Some of the Out-of-the-Box Features
- A modular, service-based web application model
- A code generator (Sergen) to produce initial services/user interface code for an SQL table
- Two-way transformations between C#/TypeScript code that provides build-time error checking and intelli-sense support
- Attribute-based declarative user interfaces implemented via a widget system
- Seamless data-binding through form definitions (form <-> entity <-> service).
- Local/distributed caching and invalidation
- Simple, data-driven reporting, Excel export
- Script bundling, minification, and content versioning (no more F5 / clear browser cache)
- Fluent SQL Builders
- Micro ORM and Dapper integration
- Customizable handlers for REST-like services that work by reusing information in entity classes and do automatic validation.
- Attribute-based navigation menu
- UI / Data Localization
- Audit logging
Where To Look For Information
After reading this guide and its tutorials, follow the resources below for more information about Serenity:
- Home Page:
- Github Repository:
- Issues / Bug Reports
- Discussions / Questions
- Community Wiki (FAQ, Troubleshooting and Other Community Edited Content)
- Change Log:
- Serene Application Template:
- Serene Github Repository:
You can safely skip to next chapter, if you don't like reading history :)
We, developers, are all solving the same sets of problems every day. Just like college students working on their problem books.
Even though we know that they are already solved and have answers somewhere, it doesn't stop us from working on them. It could be helpful to improve our skills, and hey you can't learn without making some mistakes, can you? But we should learn where to draw a line between training and wasting time.

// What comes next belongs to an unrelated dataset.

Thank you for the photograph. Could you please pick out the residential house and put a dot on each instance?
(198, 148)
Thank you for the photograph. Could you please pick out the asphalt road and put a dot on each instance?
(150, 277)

When you start a new project, you have several decisions to make on the platform, architecture, and the set of libraries. Today you have so many choices for every single topic. Yes, having some options is good, as long as they are limited, as our time is not infinite.
Here is a short history of Serenity, which aims to handle common tasks you deal with in business applications, and let you spare your precious time focusing on features specific to your application domain.
My first real job in web technologies was in a web agency designing country-specific websites of some of the big names in the industry, e.g. automotive companies (btw, we are talking about 15+ years past, time flows fast).
As I had a software architect career in desktop applications before I signed there, I was asked to design an ASP.NET WebForms platform for them. They explained that they have many shared modules, like news, galleries, and navigation at each site, but as requirements vary, they had to copy/paste, then customize code specific to every customer. When they wanted to add a common feature, they had to repeat it for every site.
At that time, there weren't so many CMS systems in the market, and I designed one for them, without even knowing it was called a CMS. For me, it wasn't perfect, not even good enough as I just had a few weeks to design it. But they were very pleased with the result, as it took the development of new sites down to days/weeks from months. Also resulting code was more manageable than before.
Learning from that experience, and mistakes, that poor-mans CMS became something better. Later, that platform evolved to be used by applications in varying domains, like a help-desk system, a CRM, ERP, personnel management, electronic document management, a university student information system, and more.
To be compatible with different kinds of applications, systems, and even legacy databases, it had to be flexible and went through many architectural changes.
Now it takes us to Serenity. Even though it is an open-source project since 2015, it has a much older background. But it is also young, energetic, and not afraid of change. It can adapt to new technologies as they became popular and stable. This might mean breaking changes from time to time, but we strive to keep them to a minimum without being paranoid about backward compatibility.